Trump pfeift aufs Klima und spaltet die Nation

Washington/ Brüssel · Analyse Klimawandel? Halb so wild! So sieht das Donald Trump. Die Entscheidung zum Pariser Klimavertrag isoliert den US-Präsidenten auf der Weltbühne.

Seit gestern Abend ist der internationale Affront offiziell. Die USA werden sich nach den Worten ihres Präsidenten Donald Trump aus dem Pariser Klimaabkommen zurückziehen. Er habe die Entscheidung getroffen, um die Interessen der Bürger seines Landes zu schützen, sagte Trump gestern im Rosengarten des Weißen Hauses. Zugleich wolle er damit beginnen, entweder das Pariser Dokument neu zu verhandeln oder eine völlig neue Vereinbarung zu schließen, eine Vereinbarung, die amerikanischen Interessen besser gerecht werde.

Kurz vor dieser historischen Entscheidung hatte die kontroverse Debatte auch die Spitzenetagen der US-Wirtschaft fest im Griff. Nicht nur Hightech-Unternehmen aus dem Silicon Valley, allen voran Apple und Google, hatten vor einem Ausstieg gewarnt. Auch der Ölkonzern Exxon Mobil, aus Sorge um das eigene Image darauf bedacht, nicht als Dinosaurier der Klimadebatte zu gelten, hatte dem Präsidenten von Alleingängen abgeraten. Und selbst die drei größten Kohleproduzenten des Landes, Peabody, Arch Coal und Cloud Peak, ließen eine gewisse Bereitschaft zum Kompromiss erkennen.

Bei alledem macht Trumps Entscheidung einmal mehr deutlich, welch tiefer Riss sich quer durch die politische Landschaft der Hauptstadt Washington zieht. Hatten 22 republikanische Senatoren einen Brief an Trump geschrieben, um den Abschied vom Klimapakt im Namen unbeschränkter nationaler Handlungsfreiheit zu unterstützen, so sind es vor allem Demokraten, die heftig widersprechen.

Michael Bennet, ein Senator aus dem Rocky-Mountains-Staat Colorado, sieht ein weiteres Beispiel dafür, dass Trump das eigene Land im Endeffekt an die letzte Stelle seiner Agenda setze, auch wenn er seine Parole "America First" gar nicht oft genug wiederholen könne. Letzter bei Innovationen, Letzter in der Wissenschaft, Letzter in Sachen internationales Engagement, das sei das Ergebnis seines Solo-Ritts, mahnte Bennet. Dagegen der konservative Lobbyist Grover Norquist, der seit Jahren dafür kämpft, Steuern auf ein Mindestmaß zu senken: Für ihn zählt vor allem, dass der Präsident seine Wahlversprechen resolut erfüllt: "Wer Trump hasst, will, dass er im Pariser Club bleibt. Wer ihm Erfolg wünscht, will, dass er austritt."

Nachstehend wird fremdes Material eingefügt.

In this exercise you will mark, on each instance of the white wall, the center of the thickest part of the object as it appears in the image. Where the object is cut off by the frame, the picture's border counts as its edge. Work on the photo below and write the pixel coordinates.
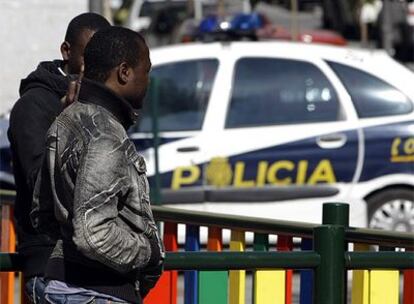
(30, 31)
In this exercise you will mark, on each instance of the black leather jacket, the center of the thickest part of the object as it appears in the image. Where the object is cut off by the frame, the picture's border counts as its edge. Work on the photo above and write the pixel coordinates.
(95, 182)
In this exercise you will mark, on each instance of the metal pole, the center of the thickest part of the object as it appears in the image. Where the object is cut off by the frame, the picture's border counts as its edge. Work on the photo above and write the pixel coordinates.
(156, 192)
(294, 23)
(335, 214)
(329, 241)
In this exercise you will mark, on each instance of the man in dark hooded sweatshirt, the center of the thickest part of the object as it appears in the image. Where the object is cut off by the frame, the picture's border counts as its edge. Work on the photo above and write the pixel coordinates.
(41, 101)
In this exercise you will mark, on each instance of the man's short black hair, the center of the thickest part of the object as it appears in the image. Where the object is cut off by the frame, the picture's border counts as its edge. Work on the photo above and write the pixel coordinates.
(110, 47)
(86, 21)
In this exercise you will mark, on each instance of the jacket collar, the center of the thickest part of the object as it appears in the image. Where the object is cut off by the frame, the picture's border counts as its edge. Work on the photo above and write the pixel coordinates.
(97, 93)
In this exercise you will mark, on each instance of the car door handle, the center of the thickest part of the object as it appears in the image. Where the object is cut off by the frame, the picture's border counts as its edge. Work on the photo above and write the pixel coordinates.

Schon bevor Trump seine Entscheidung verkündete, skizzierten Politiker wie Unternehmer die Konsequenzen, die sie unweigerlich ziehen würden. Der schillernde Technologiepionier Elon Musk kündigte an, das Weiße Haus nicht länger beraten zu wollen, sollte die Entscheidung gegen die Pariser Vereinbarung fallen. Noch deutlicher wurde Jerry Brown, der Gouverneur Kaliforniens. Trump erreiche das Gegenteil dessen, was er bezwecke. Indem ausgerechnet Trump den Klimawandel schmähe, provoziere er Reaktionen, die internationaler Zusammenarbeit im Kampf gegen die globale Erwärmung nur neuen Schwung verliehen. "An einem zweifle ich nicht, die Welt wird nicht zu Spritschluckern zurückkehren", sagte Brown, dessen Bundesstaat mit strengen Abgasvorschriften Standards für den amerikanischen Automarkt setzt.

Besonders heftig reagierte man auch in Brüssel. So plauderte Kommissionspräsident Jean-Claude Juncker aus dem Nähkästchen des G7-Gipfels: Die Partner hätten versucht, Trump die Inhalte und Verpflichtungen des Klimaschutz-Paketes nahezubringen - "in klaren Hauptsätzen". Aber offensichtlich habe sich der US-Präsident "den Dossiers nicht genug genähert, um sie vollumfänglich zu begreifen". Europa habe die Pflicht, Trump zu sagen: "So geht das nicht."